“You take,” said the horseman with a glance at the gibbet, “a merry signpost to rest beneath!”

“It is neither merry nor dismal,” said Aderhold, “but a subject for thought. That which swung there swings there now—though shrunken and dark and answering to no lust of the eye. But that which never swung there swings there now neither. I trouble it not. It is away from here.”

The other swung himself from his saddle. “I had rather philosophize than eat, drink, or go hawking—and philosophers are most rare in this region!” He took his seat upon a heap of stones, while his horse beside him fell to grazing. “Come, sit and talk, travelling scholar!—That fellow on the gibbet—that small, cognized part of him that was hanged, as you would say. Being hungry, he slew a deer for his own use, then violently resisted and wounded those sent to his hut to take him, and finally, in court he miserably defamed and maligned the laws of the land and the judge in his chair. So there he swings for an example to stealers of deer and resisters of constables, to say naught of blasphemers of procedure and churls to magistrates!... What is your opinion, travelling scholar, of Authority?”

“Nay,” said Aderhold, “what is yours?”

The other laughed. “Mine, Sir Prudence?—Well, at times I have thought this and at times that. Once or twice a head like Roger Bacon’s has spoken. ‘The swollen stream forgets its source, and the overweening son turns and with his knotted and sinewy hands chokes his mother that bore him.’”

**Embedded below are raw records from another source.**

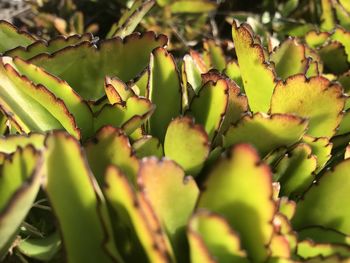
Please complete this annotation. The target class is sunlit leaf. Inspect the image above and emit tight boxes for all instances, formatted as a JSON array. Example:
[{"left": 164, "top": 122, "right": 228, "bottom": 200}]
[
  {"left": 30, "top": 32, "right": 167, "bottom": 100},
  {"left": 43, "top": 132, "right": 122, "bottom": 262},
  {"left": 5, "top": 33, "right": 92, "bottom": 60},
  {"left": 164, "top": 117, "right": 210, "bottom": 175},
  {"left": 0, "top": 146, "right": 42, "bottom": 260},
  {"left": 271, "top": 75, "right": 345, "bottom": 138},
  {"left": 292, "top": 159, "right": 350, "bottom": 235},
  {"left": 85, "top": 126, "right": 139, "bottom": 185},
  {"left": 138, "top": 158, "right": 199, "bottom": 262},
  {"left": 147, "top": 48, "right": 182, "bottom": 142},
  {"left": 223, "top": 113, "right": 308, "bottom": 157},
  {"left": 189, "top": 79, "right": 229, "bottom": 140},
  {"left": 0, "top": 20, "right": 36, "bottom": 53},
  {"left": 232, "top": 21, "right": 276, "bottom": 112},
  {"left": 187, "top": 211, "right": 248, "bottom": 263},
  {"left": 198, "top": 144, "right": 276, "bottom": 261}
]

“It is a good parable,” said Aderhold. “I trust that your worship, being obviously of those in authority, will often listen to that brazen head!”

“Ah!” answered the other. “I am of that camp and not of it. My brazen head will yet get me into trouble!” He sat regarding the mound opposite, the tall upright and arm, the creaking chain, and the shapeless thing, now small, for most of the bones had fallen, which swung and dangled. “And, friend, what do you think of this matter of the Golden Age, man’s perfection, Paradise, the friendship of angels and all wisdom and happiness lying, in the history of this orb, behind us?”

“If it were so,” said Aderhold, “then were it well to walk backwards.”

“So saith my brazen head!—Hark!”

It was a horn winding at no great distance. There came a sound of approaching horsemen, of voices and laughter. The waiting cavalier rose to his feet, caught his horse by the bridle and mounted. Aderhold gave him back the falcon. The earl and his train, a dozen in all, gentlemen, falconers, and grooms, coming across the fields, leaped the hedge and crowded into the road, gathering into their number the rider with the hawk. Aderhold heard him named as “Sir Richard.” He waved his hand to the physician—all rode away with a flash of colour and a blare of sound. A few moments, and there was only the bare highway, the little rise of ground, and the gibbet with its outstretched arm against the blue and serene sky.